NEW YORK (AP) — Hollywood is at a standstill. Actors and screenwriters are months into a dual strike. Film sets are dark. But the movies are still coming — or, at least, most of them. Even if that means some potentially solitary red-carpet walks.
“I’m hoping I’m not promoting the movie by myself,” says Nia DaCosta, director of the upcoming Marvel movie “The Marvels” (Nov. 10). “No one’s there to see me, either. They’re going to be like, ‘Where’s Brie Larson?’”
The fall has long been the preferred domain of filmmakers and auteurs, but this year that’s doubly so. With cast members largely prevented from promotion duties, directors — whether helming an Oscar shoo-in or superhero blockbuster — are carrying the load, albeit very reluctantly.
“I think we’re now in a new world,” DaCosta says of the strike. “Everything that’s happening is an existential search that our industry is doing. It won’t be solved in one round of negotiations. But I’m hoping that the studios can end the strike soon and get us all back to work — to work for them.”

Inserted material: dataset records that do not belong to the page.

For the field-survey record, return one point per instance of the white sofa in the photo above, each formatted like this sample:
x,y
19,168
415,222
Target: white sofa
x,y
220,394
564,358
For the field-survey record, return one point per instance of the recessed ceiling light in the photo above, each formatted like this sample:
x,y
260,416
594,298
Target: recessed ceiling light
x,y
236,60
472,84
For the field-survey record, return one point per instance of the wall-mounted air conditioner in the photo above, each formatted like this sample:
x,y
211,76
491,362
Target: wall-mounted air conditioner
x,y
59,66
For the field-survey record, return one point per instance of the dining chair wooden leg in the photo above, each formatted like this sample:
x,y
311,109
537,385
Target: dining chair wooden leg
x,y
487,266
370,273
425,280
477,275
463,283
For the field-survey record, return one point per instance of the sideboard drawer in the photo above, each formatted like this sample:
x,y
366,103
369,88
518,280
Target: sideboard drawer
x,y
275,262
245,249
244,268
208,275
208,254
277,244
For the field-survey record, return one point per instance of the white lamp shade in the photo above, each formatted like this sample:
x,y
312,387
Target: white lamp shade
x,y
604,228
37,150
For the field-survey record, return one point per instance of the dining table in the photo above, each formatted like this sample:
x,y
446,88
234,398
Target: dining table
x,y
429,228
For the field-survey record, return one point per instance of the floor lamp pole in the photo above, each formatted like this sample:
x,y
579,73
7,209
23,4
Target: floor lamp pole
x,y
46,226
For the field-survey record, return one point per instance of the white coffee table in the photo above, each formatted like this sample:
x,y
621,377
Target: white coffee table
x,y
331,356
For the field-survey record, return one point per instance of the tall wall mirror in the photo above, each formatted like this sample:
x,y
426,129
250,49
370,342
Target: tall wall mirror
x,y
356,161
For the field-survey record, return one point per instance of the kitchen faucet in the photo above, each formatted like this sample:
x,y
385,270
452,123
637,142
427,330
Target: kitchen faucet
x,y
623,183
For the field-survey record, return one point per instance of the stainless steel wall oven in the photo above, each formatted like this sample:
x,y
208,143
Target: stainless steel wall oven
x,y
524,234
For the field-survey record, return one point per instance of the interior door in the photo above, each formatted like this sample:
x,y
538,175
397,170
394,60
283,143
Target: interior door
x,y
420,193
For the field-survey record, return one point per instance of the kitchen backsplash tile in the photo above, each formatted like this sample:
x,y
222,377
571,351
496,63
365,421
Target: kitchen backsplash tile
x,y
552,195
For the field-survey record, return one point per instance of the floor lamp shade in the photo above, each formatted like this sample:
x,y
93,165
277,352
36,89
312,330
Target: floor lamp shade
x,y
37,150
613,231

Up until now, the ongoing stalemate has had a modest effect on late-summer movie releases. “Barbenheimer” carried theaters through August.
But now that the strikes have rounded Labor Day, with no end in sight, Hollywood’s high season is imperiled. It has already robbed the Venice Film Festival of much of its star power and will soon do the same to the Toronto International Film Festival.
Can you launch an Oscar campaign without its potential nominee? How about a global spectacle without its cast? Everyone is hoping the strikes ends soon, but it’s clear that, not long after COVID-19 upended the industry, the usual rhythms of the fall movie season have again been blown to smithereens.
Much is in flux. Taylor Swift is in. “Dune” is out. Release-date jockeying continues. But for many of the filmmakers releasing films in the coming months, even their own movies aren’t the top concern.
“This fall is such an exciting time for movies. I just want to see every movie coming out,” says Emerald Fennell, whose high-society satire “Saltburn” opens Nov. 24. “But for the industry to be sustainable — for it to be much more accessible to people, for it to be better paid for everyone at every single level – that’s the thing. That’s the priority as far as I’m concerned.”
Screenwriters have been on strike for four months. The guild’s representatives began meeting with the Alliance of Motion Picture and Television Producers, which negotiates on behalf of the studios, in August. But no breakthrough has followed. Instead, both sides have publicly sparred, dimming hopes that summer would end with a deal.
The Screen Actors Guild-American Federation of Television and Radio Artists began its work stoppage on Jul 14. The AMPTP has yet to reengage the guild’s leadership in talks.
For now, the strikes are leaving festival stages unusually bare and red-carpet premieres quiet or non-existent. Such a prospect has forced some films out of 2023, including two starring Zendaya. “Dune: Part Two” and “Challengers” have both postponed, as has the “Wonder” spinoff “White Bird.”
Meanwhile, the campaigns for some potential Academy Awards contenders such as Colman Domingo (George C. Wolfe’s “Rustin”; in theaters Nov. 3, on Netflix Nov. 17) and Paul Giamatti (Alexander Payne’s “The Holdovers”; in theaters Oct. 27, expands Nov. 10) will get underway without either present to take a bow.
To Payne, whose film co-stars newcomer Dominic Sessa and Da’Vine Joy Randolph, that loss is heartbreaking.
“Unlike stage actors or musicians in concerts who get to have that feeling of completion with the audience, in film we don’t have that,” says Payne. “The only time you can kind of tiptoe up to that feeling of having a communication with an audience is at a festival or an early screening. It would have been really luscious for Paul, Dominic, Da’Vine and all the actors to go and have that rush, seeing it with audience and hear the laughs.”